The amount of bonus hit points to give the monsters should be about the number so that, if the players fight in a reasonable manner, the total endurance damage taken by the monster is equal on average to the number of bonus endurance hit points. My computer simulations have indicated 25% is appropriate for 6th level characters, but in playing with 1st level characters I’ve been experimenting with 30% as having a nice “feel”.

Note that the recommended endurance damage fraction of ΒΌ, according to my computer simulations, only reduces the focus fire problem by 50%. It is a conservative rule. My previous experience has indicated that attempting to solve the entire focus fire problem with only a single rule usually feels too “heavy-handed”, and a layered approach of using more than one rule, each of which is only partially effective by itself, may be a preferable approach.

Instead of having monsters knock themselves out with endurance damage, I made the totally exhausted rule. Once the monster is totally exhausted, he is no longer a real threat but he doesn’t actually get defeated until the players finish him off. Although I call the state “totally exhausted” in my rules, players have been referring to the state as being “minionized”. The weakening rule allows a monster to be “partially minionized” as a transition between being fully effective and being totally exhausted.

I kind of like "minionized" but it is hard to put that into a formal rule description. I'm not really very partial about what the name of this rule should be or which special effect to use, I just chose the "endurance" theme as the something that made for clear terminology.

The rule that you cannot kill a monster with miss damage is for logical consistency – it wouldn’t make sense if such an attack could kill you when you are healthy but not once you become totally exhausted.

The Endurance Rule is a variant of the general idea that a monster becomes less effective in combat when damaged (I won’t go into discussion of that concept here). It is not a delayed time bomb that the players can wait for; the monster only suffers damage when actively fighting characters. The rule would not work well in a system where players can go on the defensive and become nearly invulnerable, as the players would hurt the monsters then delay until the monsters collapsed. Fortunately D&D is not such a game, the total defense action is not very effective in D&D so the players always want to keep fighting.

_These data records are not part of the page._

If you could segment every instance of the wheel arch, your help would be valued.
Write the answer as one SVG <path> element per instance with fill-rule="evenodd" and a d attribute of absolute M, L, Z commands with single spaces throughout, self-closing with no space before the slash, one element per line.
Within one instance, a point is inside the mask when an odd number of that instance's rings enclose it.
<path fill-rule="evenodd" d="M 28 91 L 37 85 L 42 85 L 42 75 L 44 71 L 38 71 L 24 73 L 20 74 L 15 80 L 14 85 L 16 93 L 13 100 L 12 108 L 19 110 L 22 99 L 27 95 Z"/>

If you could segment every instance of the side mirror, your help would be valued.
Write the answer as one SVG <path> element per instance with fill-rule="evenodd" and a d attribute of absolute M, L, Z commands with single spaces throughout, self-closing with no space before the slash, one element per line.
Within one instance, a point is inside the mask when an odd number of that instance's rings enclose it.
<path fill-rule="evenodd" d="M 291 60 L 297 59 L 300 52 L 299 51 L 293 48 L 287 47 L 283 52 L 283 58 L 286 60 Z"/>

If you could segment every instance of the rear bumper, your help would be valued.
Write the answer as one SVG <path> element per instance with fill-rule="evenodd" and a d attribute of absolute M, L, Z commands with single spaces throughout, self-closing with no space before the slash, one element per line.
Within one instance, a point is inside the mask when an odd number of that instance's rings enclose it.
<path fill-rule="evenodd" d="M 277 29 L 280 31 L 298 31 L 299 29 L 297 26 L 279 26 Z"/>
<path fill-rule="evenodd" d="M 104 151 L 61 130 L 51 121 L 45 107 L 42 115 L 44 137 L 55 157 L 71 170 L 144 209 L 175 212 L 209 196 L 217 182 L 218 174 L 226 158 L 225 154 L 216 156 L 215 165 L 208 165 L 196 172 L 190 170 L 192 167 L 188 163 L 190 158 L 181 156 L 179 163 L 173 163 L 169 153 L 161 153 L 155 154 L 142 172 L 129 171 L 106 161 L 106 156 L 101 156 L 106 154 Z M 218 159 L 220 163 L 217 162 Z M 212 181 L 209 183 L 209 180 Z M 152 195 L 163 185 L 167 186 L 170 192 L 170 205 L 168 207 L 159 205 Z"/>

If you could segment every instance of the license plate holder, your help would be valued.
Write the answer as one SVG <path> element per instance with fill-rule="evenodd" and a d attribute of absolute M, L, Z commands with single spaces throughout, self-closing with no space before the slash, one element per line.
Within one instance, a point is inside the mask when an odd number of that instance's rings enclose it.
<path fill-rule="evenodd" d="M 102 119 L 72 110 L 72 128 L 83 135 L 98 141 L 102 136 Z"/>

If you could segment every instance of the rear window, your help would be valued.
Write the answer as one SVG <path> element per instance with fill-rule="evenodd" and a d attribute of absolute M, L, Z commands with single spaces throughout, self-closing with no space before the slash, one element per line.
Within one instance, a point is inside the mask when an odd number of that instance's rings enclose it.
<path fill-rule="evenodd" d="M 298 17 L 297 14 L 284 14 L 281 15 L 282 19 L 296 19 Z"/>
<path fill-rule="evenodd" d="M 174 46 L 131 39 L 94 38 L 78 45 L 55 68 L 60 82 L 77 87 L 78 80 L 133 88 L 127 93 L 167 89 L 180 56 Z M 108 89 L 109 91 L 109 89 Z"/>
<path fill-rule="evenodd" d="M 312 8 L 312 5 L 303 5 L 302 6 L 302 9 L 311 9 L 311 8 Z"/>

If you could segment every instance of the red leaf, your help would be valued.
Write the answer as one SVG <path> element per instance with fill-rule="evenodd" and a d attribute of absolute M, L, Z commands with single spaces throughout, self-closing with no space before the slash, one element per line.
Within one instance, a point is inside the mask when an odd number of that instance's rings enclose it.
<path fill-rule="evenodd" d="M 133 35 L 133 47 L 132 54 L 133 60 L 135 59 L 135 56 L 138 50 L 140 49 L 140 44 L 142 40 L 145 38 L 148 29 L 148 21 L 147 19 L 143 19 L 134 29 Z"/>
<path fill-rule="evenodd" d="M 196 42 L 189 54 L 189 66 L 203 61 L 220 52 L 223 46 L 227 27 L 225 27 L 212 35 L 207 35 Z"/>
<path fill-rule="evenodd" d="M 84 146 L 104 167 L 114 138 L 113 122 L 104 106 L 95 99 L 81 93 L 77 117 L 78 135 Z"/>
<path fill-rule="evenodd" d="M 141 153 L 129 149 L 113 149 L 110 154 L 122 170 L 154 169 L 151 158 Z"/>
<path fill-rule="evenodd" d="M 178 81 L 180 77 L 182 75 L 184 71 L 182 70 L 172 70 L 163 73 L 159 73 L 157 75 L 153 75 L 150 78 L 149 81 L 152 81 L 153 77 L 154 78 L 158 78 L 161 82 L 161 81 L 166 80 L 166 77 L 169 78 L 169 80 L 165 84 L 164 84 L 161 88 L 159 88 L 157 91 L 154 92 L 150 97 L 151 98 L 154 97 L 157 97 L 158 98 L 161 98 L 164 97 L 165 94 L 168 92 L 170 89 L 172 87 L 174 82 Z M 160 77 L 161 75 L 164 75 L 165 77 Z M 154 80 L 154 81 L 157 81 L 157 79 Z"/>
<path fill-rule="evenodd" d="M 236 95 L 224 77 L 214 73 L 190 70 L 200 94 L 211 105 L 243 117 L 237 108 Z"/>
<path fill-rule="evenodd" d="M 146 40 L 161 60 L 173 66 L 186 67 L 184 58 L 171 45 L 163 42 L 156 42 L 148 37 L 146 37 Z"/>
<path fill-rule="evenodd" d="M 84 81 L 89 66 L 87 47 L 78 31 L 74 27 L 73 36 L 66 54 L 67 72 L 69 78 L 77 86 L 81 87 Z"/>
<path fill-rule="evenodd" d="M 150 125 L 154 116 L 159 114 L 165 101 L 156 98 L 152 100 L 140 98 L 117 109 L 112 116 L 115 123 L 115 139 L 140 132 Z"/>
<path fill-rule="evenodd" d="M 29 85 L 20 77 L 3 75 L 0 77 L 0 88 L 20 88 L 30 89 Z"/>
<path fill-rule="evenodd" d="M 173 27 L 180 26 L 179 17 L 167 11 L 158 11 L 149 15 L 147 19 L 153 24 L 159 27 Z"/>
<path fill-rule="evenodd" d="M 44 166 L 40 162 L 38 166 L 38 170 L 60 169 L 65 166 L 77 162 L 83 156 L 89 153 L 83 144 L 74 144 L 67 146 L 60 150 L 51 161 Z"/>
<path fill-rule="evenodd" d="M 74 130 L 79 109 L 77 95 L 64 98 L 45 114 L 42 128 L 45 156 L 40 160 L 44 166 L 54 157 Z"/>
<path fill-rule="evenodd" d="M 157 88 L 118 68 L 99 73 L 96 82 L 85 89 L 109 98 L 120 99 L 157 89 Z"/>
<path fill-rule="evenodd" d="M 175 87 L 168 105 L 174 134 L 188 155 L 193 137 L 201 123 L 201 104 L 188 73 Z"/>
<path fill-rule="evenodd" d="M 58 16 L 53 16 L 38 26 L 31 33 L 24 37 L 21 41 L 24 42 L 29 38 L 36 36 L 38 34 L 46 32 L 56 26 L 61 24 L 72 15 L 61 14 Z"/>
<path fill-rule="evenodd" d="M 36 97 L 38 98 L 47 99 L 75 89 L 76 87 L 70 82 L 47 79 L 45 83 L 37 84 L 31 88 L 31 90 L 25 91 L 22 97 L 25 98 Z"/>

If the monster attacks, it is damaged. If the players simply run away and the monster has no one to attack, it is not damaged. Many of the in-between cases are unclear and I have not attempted to specify them in these playtest rules. Performing standard actions to create magical zones, heal, or the like definitely damage the monster. It is unclear whether readying an attack action that is never taken should or should not cause endurance damage.